After the battle of Szack on September 28, the Polish commander decided to cross the Bug River and continue the fight there. After a short rest, on September 30 the Poles had crossed the river. Although largely victorious in most of the fights against the Soviets, the Polish unit was reduced to merely 3,000 men and was lacking heavy equipment and ammunition. In addition, most of the soldiers of the Border Defence Corps had been forced to cross large parts of Poland, with the average unit crossing almost 500 kilometres in two weeks.

After crossing the Włodawa-Trawniki road, shortly after 1 AM on October 1, the Polish unit was attacked by a tank unit of the Soviet 45th Rifle Division. Polish Bofors 37 mm guns opened fire at close range and the Soviet unit withdrew losing four T-26 tanks. Soon after daybreak the Soviets returned, this time with the majority of 45th division's units. The Soviets, expecting the Polish unit to be completely routed and composed entirely of officers, started a frontal assault on the village of Wytyczno. However, the Polish tabors crossed the road into the forest behind the village and placed artillery posts there, which enabled the defending Poles to hold their positions.

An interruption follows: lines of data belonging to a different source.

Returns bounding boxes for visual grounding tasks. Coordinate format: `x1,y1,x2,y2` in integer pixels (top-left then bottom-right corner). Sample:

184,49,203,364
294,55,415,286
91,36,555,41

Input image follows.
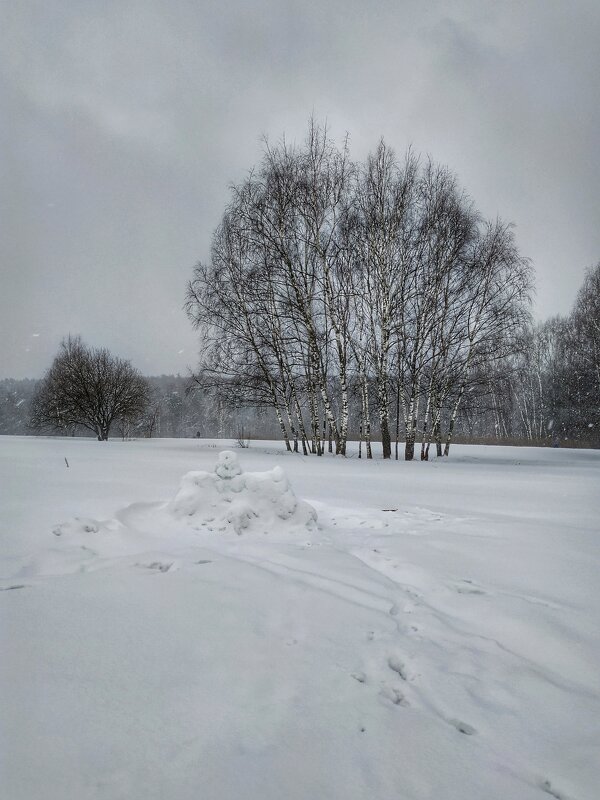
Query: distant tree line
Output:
186,122,531,460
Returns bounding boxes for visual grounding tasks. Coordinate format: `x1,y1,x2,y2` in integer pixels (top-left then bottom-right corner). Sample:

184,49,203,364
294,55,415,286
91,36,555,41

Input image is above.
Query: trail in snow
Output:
0,442,600,800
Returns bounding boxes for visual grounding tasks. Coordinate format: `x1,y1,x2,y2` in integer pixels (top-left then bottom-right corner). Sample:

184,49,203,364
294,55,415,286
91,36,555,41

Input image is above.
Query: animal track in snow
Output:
136,561,175,572
448,719,477,736
379,683,408,707
388,655,408,681
452,578,487,594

The struggle for the village continued, with both sides suffering heavy losses. At 9 AM the Polish 75 mm artillery had no more than 60 shells left and the howitzers had not more than 10 per barrel. To lessen the enemy pressure on the centre of the Polish units, Orlik-Rückemann ordered the Polesie Battalion to attack the left flank of the enemy. However, the soldiers were too tired to start the assault and most of them simply declined to follow the order. Commander of the Sarny Regiment, Col. Nikodem Sulik, reported that the Polish defences were getting weaker with every hour and with all probability the battle would end by dawn with a complete Polish defeat. At 10.30 a war council was held and it was decided that the only option for his men to survive was to withdraw, divide the unit onto smaller detachments and try to break through to the units of Independent Operational Group Polesie fighting nearby. At noon the Polish units successfully withdrew to the forests. Most of them joined the other Polish unit, while Orlik-Rückemann found his way to Great Britain through Lithuania and Sweden.